The relevance of the applicability of prediction models in clinical practice should be the priority when developing clinical prediction models, as stated in a number of standardized frameworks designed for prediction model developers [79,80]. We found that only 2 models were tested in PC settings. Moreover, most studies included in this review predict chronic conditions. This is also seen in previous reviews evaluating clinical prediction models in PC [14,16]. However, in general, chronic conditions are not known to be difficult to diagnose in PC. Two examples from our included papers are the diagnosis of hypertension predicted on the variable high blood pressure [25] and the diagnosis of diabetes predicted on the variable high glucose levels [28]. These predictions might not be as useful in clinical practice, even if the model performance metrics are excellent. Nevertheless, chronic conditions are highly prevalent in PC and for conditions that are influenced by several and complex factors, prediction models may facilitate the diagnostic process for the GP. As most tools focused on predicting 1 condition, GPs would have to use many prediction tools side by side to predict the correct diagnosis in daily practice. All these findings highlight that involving more practicing GPs and asking what they need are important in developing clinical prediction models with a higher success rate of clinical implementation. We recommend involving relevant stakeholders in the early stages of the development of a new model.
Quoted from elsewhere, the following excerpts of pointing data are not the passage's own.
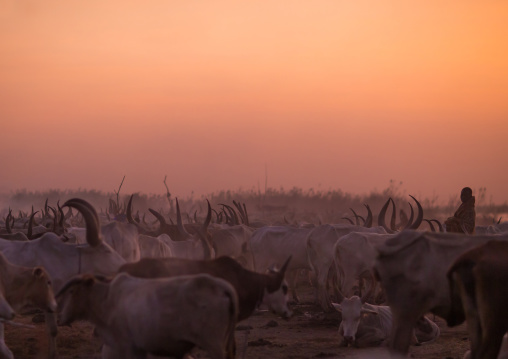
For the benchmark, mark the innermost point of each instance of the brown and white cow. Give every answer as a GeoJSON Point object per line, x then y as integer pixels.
{"type": "Point", "coordinates": [164, 316]}
{"type": "Point", "coordinates": [478, 281]}
{"type": "Point", "coordinates": [62, 261]}
{"type": "Point", "coordinates": [412, 268]}
{"type": "Point", "coordinates": [24, 286]}
{"type": "Point", "coordinates": [254, 289]}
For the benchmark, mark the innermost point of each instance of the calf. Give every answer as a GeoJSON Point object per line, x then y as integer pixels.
{"type": "Point", "coordinates": [478, 289]}
{"type": "Point", "coordinates": [365, 325]}
{"type": "Point", "coordinates": [166, 316]}
{"type": "Point", "coordinates": [21, 286]}
{"type": "Point", "coordinates": [254, 289]}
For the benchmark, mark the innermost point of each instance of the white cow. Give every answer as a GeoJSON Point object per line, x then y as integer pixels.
{"type": "Point", "coordinates": [62, 261]}
{"type": "Point", "coordinates": [365, 325]}
{"type": "Point", "coordinates": [320, 251]}
{"type": "Point", "coordinates": [272, 245]}
{"type": "Point", "coordinates": [165, 316]}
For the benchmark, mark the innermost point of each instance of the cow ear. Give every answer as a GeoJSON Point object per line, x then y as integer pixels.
{"type": "Point", "coordinates": [89, 281]}
{"type": "Point", "coordinates": [337, 307]}
{"type": "Point", "coordinates": [368, 311]}
{"type": "Point", "coordinates": [38, 272]}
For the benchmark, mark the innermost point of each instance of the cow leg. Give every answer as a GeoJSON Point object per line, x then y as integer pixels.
{"type": "Point", "coordinates": [370, 337]}
{"type": "Point", "coordinates": [52, 330]}
{"type": "Point", "coordinates": [4, 351]}
{"type": "Point", "coordinates": [292, 275]}
{"type": "Point", "coordinates": [402, 331]}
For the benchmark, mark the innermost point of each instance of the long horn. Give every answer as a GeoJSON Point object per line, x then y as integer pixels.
{"type": "Point", "coordinates": [129, 211]}
{"type": "Point", "coordinates": [87, 205]}
{"type": "Point", "coordinates": [368, 221]}
{"type": "Point", "coordinates": [419, 217]}
{"type": "Point", "coordinates": [160, 218]}
{"type": "Point", "coordinates": [440, 226]}
{"type": "Point", "coordinates": [393, 219]}
{"type": "Point", "coordinates": [208, 218]}
{"type": "Point", "coordinates": [247, 223]}
{"type": "Point", "coordinates": [356, 216]}
{"type": "Point", "coordinates": [432, 228]}
{"type": "Point", "coordinates": [348, 219]}
{"type": "Point", "coordinates": [285, 266]}
{"type": "Point", "coordinates": [371, 290]}
{"type": "Point", "coordinates": [381, 220]}
{"type": "Point", "coordinates": [30, 226]}
{"type": "Point", "coordinates": [91, 220]}
{"type": "Point", "coordinates": [8, 222]}
{"type": "Point", "coordinates": [179, 223]}
{"type": "Point", "coordinates": [411, 216]}
{"type": "Point", "coordinates": [61, 223]}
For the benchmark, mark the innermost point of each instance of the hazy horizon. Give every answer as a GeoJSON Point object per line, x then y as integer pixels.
{"type": "Point", "coordinates": [328, 95]}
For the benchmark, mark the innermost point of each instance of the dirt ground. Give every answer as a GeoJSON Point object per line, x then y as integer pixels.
{"type": "Point", "coordinates": [310, 333]}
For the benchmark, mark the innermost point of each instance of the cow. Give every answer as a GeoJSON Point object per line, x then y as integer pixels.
{"type": "Point", "coordinates": [479, 294]}
{"type": "Point", "coordinates": [320, 254]}
{"type": "Point", "coordinates": [412, 269]}
{"type": "Point", "coordinates": [164, 316]}
{"type": "Point", "coordinates": [354, 254]}
{"type": "Point", "coordinates": [153, 247]}
{"type": "Point", "coordinates": [21, 286]}
{"type": "Point", "coordinates": [254, 289]}
{"type": "Point", "coordinates": [61, 260]}
{"type": "Point", "coordinates": [364, 325]}
{"type": "Point", "coordinates": [234, 241]}
{"type": "Point", "coordinates": [271, 245]}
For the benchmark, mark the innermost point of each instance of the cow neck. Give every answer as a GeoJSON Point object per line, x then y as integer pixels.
{"type": "Point", "coordinates": [99, 306]}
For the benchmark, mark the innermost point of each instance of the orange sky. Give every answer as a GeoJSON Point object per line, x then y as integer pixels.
{"type": "Point", "coordinates": [328, 94]}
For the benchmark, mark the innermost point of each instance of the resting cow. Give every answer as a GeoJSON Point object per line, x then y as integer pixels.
{"type": "Point", "coordinates": [254, 289]}
{"type": "Point", "coordinates": [365, 325]}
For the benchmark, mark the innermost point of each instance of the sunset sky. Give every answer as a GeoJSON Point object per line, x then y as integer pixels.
{"type": "Point", "coordinates": [323, 94]}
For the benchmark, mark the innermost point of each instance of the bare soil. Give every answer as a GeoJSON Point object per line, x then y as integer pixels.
{"type": "Point", "coordinates": [310, 333]}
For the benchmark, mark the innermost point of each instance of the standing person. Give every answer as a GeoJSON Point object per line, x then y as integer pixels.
{"type": "Point", "coordinates": [463, 221]}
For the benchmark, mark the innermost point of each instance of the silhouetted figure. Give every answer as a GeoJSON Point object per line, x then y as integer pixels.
{"type": "Point", "coordinates": [463, 221]}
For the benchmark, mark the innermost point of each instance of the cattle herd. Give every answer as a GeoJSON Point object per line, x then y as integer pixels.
{"type": "Point", "coordinates": [162, 289]}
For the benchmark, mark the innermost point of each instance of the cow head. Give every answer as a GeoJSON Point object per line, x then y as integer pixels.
{"type": "Point", "coordinates": [276, 292]}
{"type": "Point", "coordinates": [74, 299]}
{"type": "Point", "coordinates": [6, 312]}
{"type": "Point", "coordinates": [353, 311]}
{"type": "Point", "coordinates": [37, 290]}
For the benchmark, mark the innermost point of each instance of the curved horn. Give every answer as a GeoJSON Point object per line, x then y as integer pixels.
{"type": "Point", "coordinates": [179, 223]}
{"type": "Point", "coordinates": [87, 205]}
{"type": "Point", "coordinates": [91, 220]}
{"type": "Point", "coordinates": [30, 226]}
{"type": "Point", "coordinates": [432, 228]}
{"type": "Point", "coordinates": [61, 223]}
{"type": "Point", "coordinates": [348, 219]}
{"type": "Point", "coordinates": [419, 217]}
{"type": "Point", "coordinates": [8, 222]}
{"type": "Point", "coordinates": [440, 226]}
{"type": "Point", "coordinates": [128, 214]}
{"type": "Point", "coordinates": [372, 288]}
{"type": "Point", "coordinates": [285, 266]}
{"type": "Point", "coordinates": [381, 220]}
{"type": "Point", "coordinates": [368, 221]}
{"type": "Point", "coordinates": [356, 216]}
{"type": "Point", "coordinates": [160, 218]}
{"type": "Point", "coordinates": [411, 216]}
{"type": "Point", "coordinates": [393, 218]}
{"type": "Point", "coordinates": [208, 218]}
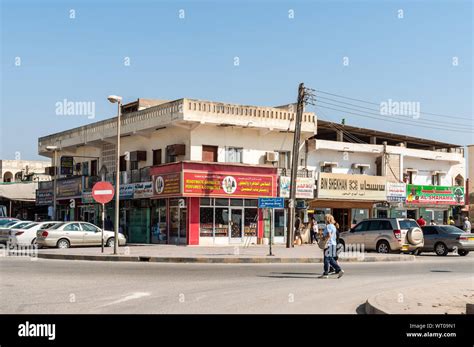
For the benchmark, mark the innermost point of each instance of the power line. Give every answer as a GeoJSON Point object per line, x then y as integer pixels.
{"type": "Point", "coordinates": [420, 122]}
{"type": "Point", "coordinates": [393, 121]}
{"type": "Point", "coordinates": [378, 104]}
To improve the methodology in future studies, our findings suggest that a special focus is required on reporting areas such as methods for internal validation, appropriate inclusion of participants, and a proper sample size calculation. A high risk of bias mainly found in the analysis and outcome domains should be alarming as this questions the methodology of the included papers. We found an unclear risk of bias and unclear concern for applicability in more than half of the included studies, mainly related to poor reporting, for example, about missing data. Missing data is known as a large challenge for EHR data [13], and extra attention should therefore be paid to reporting this. Researchers can benefit from the use of the TRIPOD (Transparent Reporting of a Multivariable Prediction Model for Individual Prognosis or Diagnosis) statement [81] and PROBAST guidelines in communicating their findings [3], particularly now that the TRIPOD-AI extension is released [82]. To enhance the applicability of the prediction model, we highlight the importance of clear reporting on the time interval between predictors and outcome, a clear definition of the outcome and predictors, and a clear description of the inclusion and exclusion criteria. Differences in recording between EHRs might lower the performance of the model in the external validation step, and external validation is a crucial step for generalizable and reliable models [76]. However, we found only 2 papers that performed external validation.

AI-based prediction models using EHR data are not yet ready for implementation into PC daily practice. The number of studies found was limited, and reproducibility and generalizability were insufficient. For a diagnostic prediction model to be used in PC, it is important that GPs and relevant stakeholders are involved in the development, that the model is externally validated, and that it is appropriately recorded.